Essential Keyboard Shortcuts
- Cmd+L / Ctrl+L — Open the chat panel to talk to the AI
- Cmd+K / Ctrl+K — Inline edit on selected code
- Cmd+S / Ctrl+S — Save your file
- Tab — Accept an autocomplete suggestion as you type
- Ctrl+` — Open a terminal inside Cursor
Module 1 Practice — Set Up a Blog or Website From Scratch
Your hands-on assignment for Module 1: use Cursor to build a complete, simple personal blog homepage — then get it live on the internet for free.
Create Your Project Folder
In Cursor: File → Open Folder → create a new folder called my-blog and open it. This lets Cursor see your whole project, not just one file.
Build the Homepage
Create index.html, open the chat panel, and use this prompt:
Build me a complete homepage for a personal blog called "My AI Journal" using HTML and CSS. Requirements: - Link to a separate style.css file (no inline styles) - Navigation bar with links to: Home, About, Contact - Hero section with a big headline and short tagline - "Latest Posts" section with 3 placeholder post cards (title, excerpt, date, Read More link) - Simple footer with my name and copyright year - Clean modern design — white background, dark text, one green accent color - Fully responsive on mobile Pure HTML and CSS only — no frameworks.
Put It Online for Free
- Go to netlify.com and create a free account — no credit card needed
- Click "Sites" then drag your entire my-blog folder onto the deploy zone
- Netlify gives you a live URL in under 30 seconds (yoursite.netlify.app)
- Share that link with anyone — your site is live
Refine With Cursor
Look at your live site and note anything you'd change.
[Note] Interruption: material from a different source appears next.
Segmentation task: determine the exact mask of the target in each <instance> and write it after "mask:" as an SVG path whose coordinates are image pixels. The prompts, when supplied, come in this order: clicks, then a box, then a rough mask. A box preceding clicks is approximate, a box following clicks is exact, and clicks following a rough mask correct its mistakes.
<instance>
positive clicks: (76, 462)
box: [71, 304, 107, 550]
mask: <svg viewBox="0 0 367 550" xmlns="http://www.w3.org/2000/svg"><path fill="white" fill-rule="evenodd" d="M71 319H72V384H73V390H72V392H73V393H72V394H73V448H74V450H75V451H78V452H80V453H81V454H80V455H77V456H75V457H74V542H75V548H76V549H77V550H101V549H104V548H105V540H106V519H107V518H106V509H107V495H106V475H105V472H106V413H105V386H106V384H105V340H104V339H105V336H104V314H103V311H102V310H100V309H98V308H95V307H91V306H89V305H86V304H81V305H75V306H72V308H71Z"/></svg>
Go back to Cursor and describe it:
# Change a color Change the accent color to a deep teal (#0d9488) and update all buttons, links, and borders to match. # Fix mobile layout The navigation links are too close together on mobile. Add more spacing and stack the menu vertically below 600px.
Module 1 — What You've Learned
- What Cursor is: An AI-powered code editor that reads and edits your real project files
- Installation: Download from cursor.com → sign in → free plan → ready in minutes
- The interface: File explorer, editor, chat panel (Cmd+L), inline edit (Cmd+K)
- Better prompts: Specific, contextual, built in rounds, with clear constraints
- Practice project: A complete personal blog homepage, built and deployed live for free
That's Module 1. You now have Cursor installed, you understand how it works, and you've built and published a real website. Module 2 takes this further with multi-page projects, deployment workflows, and debugging techniques.